Wednesday, November 7, 2007 - 10:15 AM
300-4

Application of Machine Learning Techniques for Soil Survey Updates.

Brian Slater and Sakthi Kumaran Subburayalu. The Ohio State University, 2021 Coffey road,, 210 Kottman hall, columbus, OH 43210

Machine learning methods were used to build predictive soil-landscape models for two counties (Monroe and Noble) in southeast Ohio, USA where soil survey updates are in progress. Both counties are within the Central Allegheny Plateau, (MLRA 126), and hence have a consistent range of major environmental correlates. Training data were sampled from 10m resolution raster coverages for terrain attributes, surficial geology, climatic attributes, and historical vegetation. Information on soil mapunits and associated environmental correlates were extracted by sampling from existent county soil maps, and associated geospatial layers.

Since mapunits usually contain multiple components, each sample point within a map unit can be considered to possibly belong to one of several components, and a general probability of each component (label) is known only for all occurrences of the mapunit. Hence there is ambiguity in training set labels. Several methods were used to disambiguate training set labels for machine learning from the existing maps, including constrained sampling to reduce geographic and other errors, sequential updating of training-set labels using a k-nearest neighbor classification, and the use of a cost-sensitive classifier.

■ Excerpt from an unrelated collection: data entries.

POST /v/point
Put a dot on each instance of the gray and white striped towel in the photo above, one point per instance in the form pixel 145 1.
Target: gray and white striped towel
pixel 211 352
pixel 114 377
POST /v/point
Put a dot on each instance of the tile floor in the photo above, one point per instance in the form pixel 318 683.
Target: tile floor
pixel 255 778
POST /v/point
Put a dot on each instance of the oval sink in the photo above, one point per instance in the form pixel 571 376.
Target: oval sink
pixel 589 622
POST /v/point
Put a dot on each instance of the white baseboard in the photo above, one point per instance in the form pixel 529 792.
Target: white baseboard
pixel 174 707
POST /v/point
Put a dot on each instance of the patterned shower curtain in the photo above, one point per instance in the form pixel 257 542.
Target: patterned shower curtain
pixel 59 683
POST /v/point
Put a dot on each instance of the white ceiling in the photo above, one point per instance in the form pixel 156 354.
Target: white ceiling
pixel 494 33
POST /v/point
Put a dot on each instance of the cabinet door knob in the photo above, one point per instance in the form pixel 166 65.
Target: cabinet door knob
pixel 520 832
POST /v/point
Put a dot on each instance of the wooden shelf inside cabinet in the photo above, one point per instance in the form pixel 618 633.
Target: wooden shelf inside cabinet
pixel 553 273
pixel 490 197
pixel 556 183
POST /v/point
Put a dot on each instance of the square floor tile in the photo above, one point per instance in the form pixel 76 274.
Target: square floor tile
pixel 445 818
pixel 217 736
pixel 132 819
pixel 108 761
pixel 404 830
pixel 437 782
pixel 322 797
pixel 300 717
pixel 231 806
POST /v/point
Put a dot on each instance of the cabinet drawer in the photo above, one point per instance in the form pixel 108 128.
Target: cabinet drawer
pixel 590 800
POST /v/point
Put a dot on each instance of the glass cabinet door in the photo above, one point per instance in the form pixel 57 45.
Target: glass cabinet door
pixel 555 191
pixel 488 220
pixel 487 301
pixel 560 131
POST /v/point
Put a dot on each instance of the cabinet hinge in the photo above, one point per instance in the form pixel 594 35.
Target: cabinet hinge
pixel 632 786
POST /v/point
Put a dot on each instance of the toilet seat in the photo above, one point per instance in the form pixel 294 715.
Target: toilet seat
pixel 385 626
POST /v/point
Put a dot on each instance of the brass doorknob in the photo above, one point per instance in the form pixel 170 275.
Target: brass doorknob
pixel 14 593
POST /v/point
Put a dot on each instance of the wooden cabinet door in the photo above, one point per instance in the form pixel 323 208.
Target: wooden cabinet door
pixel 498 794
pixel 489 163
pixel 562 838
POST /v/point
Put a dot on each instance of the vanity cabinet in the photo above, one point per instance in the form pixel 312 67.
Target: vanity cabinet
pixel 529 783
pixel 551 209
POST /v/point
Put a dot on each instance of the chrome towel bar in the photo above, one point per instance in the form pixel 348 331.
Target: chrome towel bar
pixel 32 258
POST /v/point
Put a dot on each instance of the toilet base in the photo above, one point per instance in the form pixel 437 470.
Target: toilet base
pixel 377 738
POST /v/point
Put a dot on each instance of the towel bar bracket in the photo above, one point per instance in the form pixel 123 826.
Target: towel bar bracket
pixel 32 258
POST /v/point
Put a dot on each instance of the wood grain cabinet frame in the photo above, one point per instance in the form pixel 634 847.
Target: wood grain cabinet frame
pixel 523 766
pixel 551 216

A variety of machine learning models were applied to all locations for the county, and alternately to the adjacent county. A Random Forest classifier proved to make the most useful map predictions. Within each county, model predictions proved useful for locating many individual components within map unit consociations and associations. Predictive mapping also provided information useful for assessing optimal mapunit density and composition for updates.